6. The side edges of the module, connect the projection points on the base and the support points of the arches. The command is duplicated because one edge cannot belong to two sails. Connect start points to start points, end points to end points.

7. Finding the deflection point. Did the connection between support points, find the middle dot and project it on the height of deflection.

8. Creating an arch on 3 points. Need to do them Graft to get groups of three dots to be able to create a surface.

9. Creation a skin by rails – edges.

Details and multiply

10. Dividing sails into four different parts.

11. Multiplying with the ability to set the number of modules per axis.

12. This is how finished basic geometry look like.

Foundation and glazing

13. Creating a simple box for foundation.

14. Glazing with fixed size of windows-walls.

Final results

1. GH file: arch_pavillion1

Modified version

The main differences of the new model: new adjustable pentagonal plan for the module, smooth deflection point, different type of module multiplication – polar.

Basic design of the module

2.1. Creation the lines on plane to find the end points and to create the 5th side.

2.2. The next step to create the module´s plane.

2.3. The variations of plane.

2.4. The similar actions in paragraphs 2 – 4.

Creating the circle base of module. Exploding the curve to get segments and designate the start and the end dots – the projection dots of the future column. Projecting points onto the base of a module. Start, End and Middle dots. Dividing the centre into segments suitable for future arches each other. In order to create the correct surface geometry later.

2.5. The similar actions in paragraphs 5 – 7.

Transferring the projection points upwards -they will be the arch support points. The side edges of the module, connect the projection points on the base and the support points of the arches. The command is duplicated because one edge cannot belong to two sails. Connect start points to start points, end points to end points. Finding the deflection point. Did the connection between support points, find the middle dot and project it on the height of deflection.

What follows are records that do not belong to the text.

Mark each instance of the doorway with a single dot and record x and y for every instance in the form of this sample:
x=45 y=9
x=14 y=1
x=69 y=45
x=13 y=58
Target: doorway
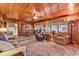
x=73 y=32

2.6. Creating the top arch.

Surfaces

2.7. Creation a skin by rails – edges. At this paragrapt, it is important to connect the different edges in the correct order to the creation of the general geometry. First the base, then the upper perimeter. Then send it to the “sweep” – creation of the surface.

Multiplying

2.8. Polar multiply sets of basic plane geometry from the paragraph 2.3. and the ready module from the 2.7. paragraph. It repeats several times to have the possibility to choose the needed final geometry in the future post processing.